A lower bound for online rectangle packing

Abstract

We slightly improve the known lower bound on the asymptotic competitive ratio for online bin packing of rectangles. We present a complete proof for the new lower bound, whose value is above 1.91.

Appendix A: Proofs of technical lemmas

1.1 Appendix A.1: Proof of Lemma 4.1

The first part holds since \(\varepsilon < \frac{1}{7224}\), and the second part holds by definition.

Consider the third part. For \(1 \le t \le k-2\), we have

$$\begin{aligned} \sum _{i=1}^{t} w_{1i}= & {} (1+\delta )\sum _{i=1}^t \frac{1}{5^{k-i-1}}= (1+\delta )\frac{1}{5^{k-t-1}}\sum _{i=1}^t \frac{1}{5^{t-i}}= (1+\delta )\frac{1}{5^{k-t-1}}\sum _{j=0}^{t-1} \frac{1}{5^{j}}\\= & {} (1+\delta )\frac{1}{5^{k-t-1}}\frac{1-\frac{1}{5^t}}{1-\frac{1}{5}}=(1+\delta )\frac{1}{4 \cdot 5^{k-t-2}}\left( 1-\frac{1}{5^t}\right) \\= & {} (1+\delta )\left( \frac{1}{4 \cdot 5^{k-t-2}}-\frac{1}{4 \cdot 5^{k-2}}\right) <\frac{1-2^{42}\delta }{4 \cdot 5^{k-t-2}} , \end{aligned}$$

by \(2^{42}+1<2^{43}\) and since

$$\begin{aligned} \frac{2^{43}\delta }{4 \cdot 5^{k-t-2}} < \frac{1+\delta }{4 \cdot 5^{k-2}} \end{aligned}$$

holds by \(t \le k-2\) and

$$\begin{aligned} \frac{4 \cdot 5^{k-2}}{4 \cdot 5^{k-t-2}} = 5^{t} \le 5^{k-2} \text{ while } \frac{1+\delta }{2^{43}\delta }> \frac{1}{2^{43}\delta }> 2^{3k+7} > 8^k . \end{aligned}$$

In particular for \(t=k-2\), the total width is below \(\frac{1}{4}\).

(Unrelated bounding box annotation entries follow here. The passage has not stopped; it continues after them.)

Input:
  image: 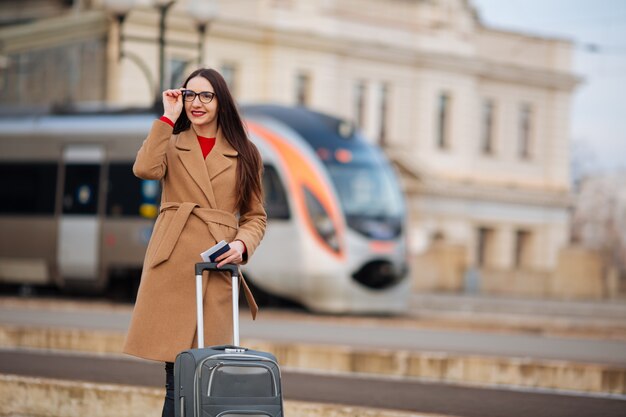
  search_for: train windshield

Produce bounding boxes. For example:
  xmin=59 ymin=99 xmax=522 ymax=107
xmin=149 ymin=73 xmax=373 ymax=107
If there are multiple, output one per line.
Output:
xmin=326 ymin=161 xmax=404 ymax=240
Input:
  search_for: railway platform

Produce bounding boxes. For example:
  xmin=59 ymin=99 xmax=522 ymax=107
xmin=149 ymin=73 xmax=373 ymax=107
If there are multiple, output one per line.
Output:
xmin=0 ymin=297 xmax=626 ymax=417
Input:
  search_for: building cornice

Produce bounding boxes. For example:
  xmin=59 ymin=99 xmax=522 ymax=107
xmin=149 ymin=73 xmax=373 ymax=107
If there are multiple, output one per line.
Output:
xmin=211 ymin=19 xmax=581 ymax=91
xmin=387 ymin=152 xmax=572 ymax=209
xmin=0 ymin=11 xmax=110 ymax=54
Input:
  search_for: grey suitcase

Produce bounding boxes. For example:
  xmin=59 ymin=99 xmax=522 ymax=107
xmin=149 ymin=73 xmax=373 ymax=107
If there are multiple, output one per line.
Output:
xmin=174 ymin=262 xmax=284 ymax=417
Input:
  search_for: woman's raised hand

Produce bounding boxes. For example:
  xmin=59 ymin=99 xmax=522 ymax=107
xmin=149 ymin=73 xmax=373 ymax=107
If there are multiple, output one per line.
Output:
xmin=163 ymin=88 xmax=183 ymax=123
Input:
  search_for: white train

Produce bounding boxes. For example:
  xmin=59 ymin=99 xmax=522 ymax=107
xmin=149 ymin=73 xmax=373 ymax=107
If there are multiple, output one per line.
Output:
xmin=0 ymin=105 xmax=410 ymax=313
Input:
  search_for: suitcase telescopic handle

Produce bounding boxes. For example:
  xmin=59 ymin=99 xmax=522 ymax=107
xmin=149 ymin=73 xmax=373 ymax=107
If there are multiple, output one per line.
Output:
xmin=196 ymin=262 xmax=239 ymax=349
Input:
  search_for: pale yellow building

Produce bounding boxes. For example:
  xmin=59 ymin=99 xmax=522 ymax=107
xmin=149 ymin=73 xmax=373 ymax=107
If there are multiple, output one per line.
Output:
xmin=0 ymin=0 xmax=580 ymax=295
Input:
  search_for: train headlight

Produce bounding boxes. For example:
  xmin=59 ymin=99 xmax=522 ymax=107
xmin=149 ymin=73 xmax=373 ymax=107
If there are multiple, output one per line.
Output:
xmin=303 ymin=186 xmax=339 ymax=252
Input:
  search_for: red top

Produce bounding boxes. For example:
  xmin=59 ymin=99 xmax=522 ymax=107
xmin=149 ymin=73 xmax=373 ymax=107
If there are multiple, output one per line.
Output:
xmin=159 ymin=116 xmax=215 ymax=159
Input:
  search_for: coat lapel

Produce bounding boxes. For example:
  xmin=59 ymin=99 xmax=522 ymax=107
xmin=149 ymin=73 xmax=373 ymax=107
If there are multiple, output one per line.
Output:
xmin=210 ymin=129 xmax=237 ymax=180
xmin=176 ymin=129 xmax=217 ymax=208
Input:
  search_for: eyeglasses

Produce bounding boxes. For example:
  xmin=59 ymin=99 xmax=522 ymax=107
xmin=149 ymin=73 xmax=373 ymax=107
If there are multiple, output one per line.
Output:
xmin=183 ymin=90 xmax=215 ymax=104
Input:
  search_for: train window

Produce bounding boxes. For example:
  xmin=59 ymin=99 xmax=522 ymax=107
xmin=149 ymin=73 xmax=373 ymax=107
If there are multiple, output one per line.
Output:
xmin=0 ymin=162 xmax=57 ymax=215
xmin=107 ymin=162 xmax=159 ymax=217
xmin=63 ymin=163 xmax=100 ymax=214
xmin=263 ymin=165 xmax=290 ymax=220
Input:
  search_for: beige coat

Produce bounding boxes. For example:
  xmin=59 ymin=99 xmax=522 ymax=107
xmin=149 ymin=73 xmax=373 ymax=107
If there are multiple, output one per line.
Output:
xmin=124 ymin=120 xmax=267 ymax=362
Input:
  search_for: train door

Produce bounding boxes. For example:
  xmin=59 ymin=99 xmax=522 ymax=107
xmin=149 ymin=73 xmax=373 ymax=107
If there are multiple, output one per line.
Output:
xmin=57 ymin=145 xmax=104 ymax=284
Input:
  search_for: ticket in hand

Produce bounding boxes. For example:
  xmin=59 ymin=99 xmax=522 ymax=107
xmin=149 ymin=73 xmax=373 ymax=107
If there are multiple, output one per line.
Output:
xmin=200 ymin=240 xmax=230 ymax=262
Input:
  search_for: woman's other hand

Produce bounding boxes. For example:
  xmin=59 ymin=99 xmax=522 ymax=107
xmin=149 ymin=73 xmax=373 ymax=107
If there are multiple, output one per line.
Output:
xmin=163 ymin=88 xmax=183 ymax=123
xmin=216 ymin=240 xmax=245 ymax=268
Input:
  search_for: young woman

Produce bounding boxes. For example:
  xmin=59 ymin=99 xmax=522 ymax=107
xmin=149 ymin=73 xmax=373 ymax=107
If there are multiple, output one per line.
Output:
xmin=124 ymin=69 xmax=267 ymax=417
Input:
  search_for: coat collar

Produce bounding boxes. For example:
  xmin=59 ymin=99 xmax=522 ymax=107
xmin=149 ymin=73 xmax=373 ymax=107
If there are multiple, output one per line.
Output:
xmin=175 ymin=128 xmax=238 ymax=208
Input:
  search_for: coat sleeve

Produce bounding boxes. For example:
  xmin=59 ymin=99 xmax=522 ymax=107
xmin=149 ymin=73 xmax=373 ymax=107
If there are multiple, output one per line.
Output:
xmin=233 ymin=167 xmax=267 ymax=264
xmin=133 ymin=120 xmax=173 ymax=180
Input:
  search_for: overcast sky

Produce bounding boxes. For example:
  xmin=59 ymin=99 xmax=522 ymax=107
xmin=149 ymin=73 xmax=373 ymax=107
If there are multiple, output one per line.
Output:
xmin=470 ymin=0 xmax=626 ymax=174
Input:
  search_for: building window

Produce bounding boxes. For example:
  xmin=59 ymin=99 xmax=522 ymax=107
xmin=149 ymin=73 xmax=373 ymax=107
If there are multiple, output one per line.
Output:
xmin=220 ymin=63 xmax=238 ymax=96
xmin=378 ymin=83 xmax=389 ymax=146
xmin=514 ymin=230 xmax=531 ymax=268
xmin=480 ymin=99 xmax=494 ymax=155
xmin=518 ymin=103 xmax=533 ymax=159
xmin=437 ymin=93 xmax=451 ymax=149
xmin=354 ymin=81 xmax=366 ymax=129
xmin=476 ymin=227 xmax=495 ymax=268
xmin=296 ymin=72 xmax=311 ymax=106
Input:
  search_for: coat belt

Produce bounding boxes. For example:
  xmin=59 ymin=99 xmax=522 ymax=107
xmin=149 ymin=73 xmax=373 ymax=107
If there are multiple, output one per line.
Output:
xmin=152 ymin=202 xmax=259 ymax=319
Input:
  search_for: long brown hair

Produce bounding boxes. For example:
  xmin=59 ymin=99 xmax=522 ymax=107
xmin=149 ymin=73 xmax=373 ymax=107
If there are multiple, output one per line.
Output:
xmin=174 ymin=68 xmax=263 ymax=212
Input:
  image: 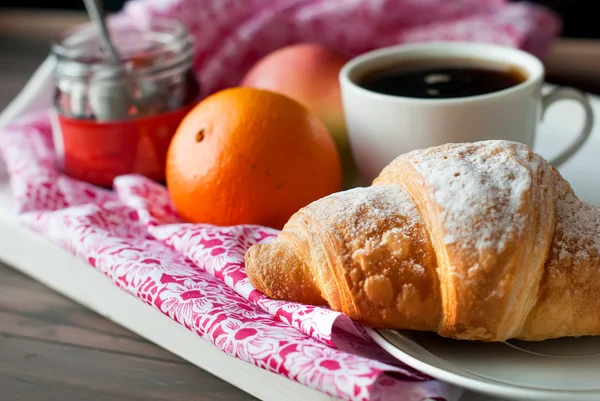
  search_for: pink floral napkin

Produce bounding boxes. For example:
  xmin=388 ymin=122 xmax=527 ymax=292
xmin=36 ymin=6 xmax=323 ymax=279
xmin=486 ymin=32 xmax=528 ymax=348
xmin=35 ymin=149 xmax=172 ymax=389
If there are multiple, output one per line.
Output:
xmin=0 ymin=0 xmax=559 ymax=401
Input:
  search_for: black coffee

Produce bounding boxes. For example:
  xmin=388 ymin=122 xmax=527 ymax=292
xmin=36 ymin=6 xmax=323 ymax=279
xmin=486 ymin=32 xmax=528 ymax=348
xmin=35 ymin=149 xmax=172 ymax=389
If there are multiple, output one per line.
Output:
xmin=357 ymin=60 xmax=527 ymax=99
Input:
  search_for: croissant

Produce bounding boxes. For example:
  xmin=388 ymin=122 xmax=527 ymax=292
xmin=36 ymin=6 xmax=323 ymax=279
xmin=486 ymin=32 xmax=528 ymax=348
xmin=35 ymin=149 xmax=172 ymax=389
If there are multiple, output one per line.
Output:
xmin=246 ymin=140 xmax=600 ymax=342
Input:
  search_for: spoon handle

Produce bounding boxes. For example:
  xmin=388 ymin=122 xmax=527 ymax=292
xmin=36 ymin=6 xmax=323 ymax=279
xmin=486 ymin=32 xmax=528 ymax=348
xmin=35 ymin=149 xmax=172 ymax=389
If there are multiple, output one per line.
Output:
xmin=83 ymin=0 xmax=120 ymax=64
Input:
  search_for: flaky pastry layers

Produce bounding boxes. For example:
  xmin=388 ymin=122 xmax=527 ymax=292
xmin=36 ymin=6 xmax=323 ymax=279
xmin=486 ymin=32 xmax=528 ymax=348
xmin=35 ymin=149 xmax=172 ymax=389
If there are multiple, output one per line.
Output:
xmin=246 ymin=140 xmax=600 ymax=341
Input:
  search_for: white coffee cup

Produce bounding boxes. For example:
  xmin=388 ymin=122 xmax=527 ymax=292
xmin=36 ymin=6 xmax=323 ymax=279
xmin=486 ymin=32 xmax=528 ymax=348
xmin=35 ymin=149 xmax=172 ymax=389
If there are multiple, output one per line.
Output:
xmin=340 ymin=42 xmax=593 ymax=183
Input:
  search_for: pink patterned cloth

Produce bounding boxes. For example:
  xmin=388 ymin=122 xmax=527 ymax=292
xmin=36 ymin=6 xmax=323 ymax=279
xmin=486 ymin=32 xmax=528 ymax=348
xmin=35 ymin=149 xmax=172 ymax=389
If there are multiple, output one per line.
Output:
xmin=0 ymin=0 xmax=559 ymax=401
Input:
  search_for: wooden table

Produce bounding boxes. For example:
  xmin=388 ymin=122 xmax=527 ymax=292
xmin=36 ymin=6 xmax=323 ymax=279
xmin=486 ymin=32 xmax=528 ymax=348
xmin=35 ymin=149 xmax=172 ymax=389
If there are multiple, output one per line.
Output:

Thus, we also have

$$\begin{aligned} \sum _{i=1}^{k-1} w_{1i}< \frac{1-2^{42}\delta }{4} + \frac{1+2^{40}\delta }{4}< \frac{1}{2} \text{ and } \sum _{i=1}^{k} w_{1i}< \frac{1-2^{42}\delta }{4} + 3 \cdot \frac{1+2^{40}\delta }{4} < 1 . \end{aligned}$$

The fourth and fifth parts hold by definition. The sixth part holds by definition and since \(3 \cdot w_{20} + w_{1(k-1)} = 3\cdot (\frac{1}{4}-2^{32}\delta )+\frac{1+2^{40}\delta }{4} > 1 - 2^{34}\delta +2^{38}\delta \). The seventh part holds by definition and since \( 3 w_{(j+1)0}+ w_{j1} = 3(\frac{1}{4}-2^{52-10j}\delta )+(\frac{1}{4}+2^{60-10j}\delta ) >1\). \(\square \)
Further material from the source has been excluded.